Sé que nadie puede entender esto, y sin embargo soy yo la que está en lo cierto. Cuando se ama, hay que llegar hasta el final. En mi faceta Leo, soy una leona, los leones van hasta el fin aunque revienten. Necesito tanto que me necesiten que cuando me llaman, SOS Joy, ven rápido, soy capaz de olvidarlo todo, porque en esos momentos lo único que cuenta es la demostración de lo inigualable, megalomanía afectiva, orgullo desmesurado, masoquismo. No sé por qué y me da igual, pero cuando Marc baja la cabeza porque no es el más fuerte, no puedo dejarle así. Cogí su rostro entre mis manos, le besé los ojos rogándole al cielo que un día llorara por mí; le susurré:

—Marc, estoy aquí y te quiero como no te querrán nunca, porque después de mi amor, todo será minúsculo e insignificante.

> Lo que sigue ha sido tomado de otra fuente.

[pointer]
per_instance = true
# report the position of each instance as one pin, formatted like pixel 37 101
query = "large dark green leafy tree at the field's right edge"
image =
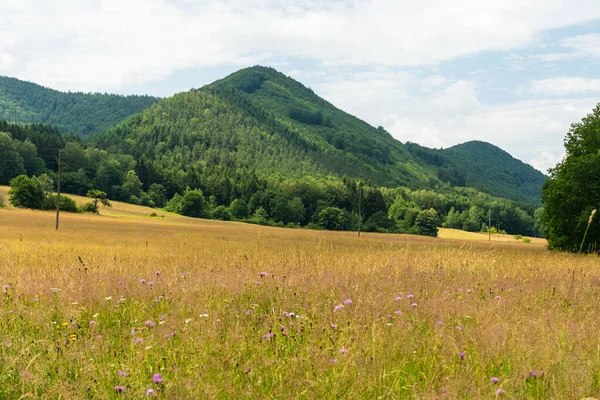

Su mirada se endureció. Acababa de cometer el error fatal. Se levantó sonriendo y me preguntó con una voz pérfida:

—¿Por qué has traído la maleta?

Me sentía humillada hasta lo más profundo de mi ser. Balbuceé algo que no entendió, ni yo tampoco.

—¿Tienes intención de quedarte? —añadió.

Se desabrochó la camisa, se sirvió champán, bebí temblando, apagó las luces y me miró con un ligero brillo irónico en los ojos.

—Ven —dijo—. Deja la maleta y paga el alquiler.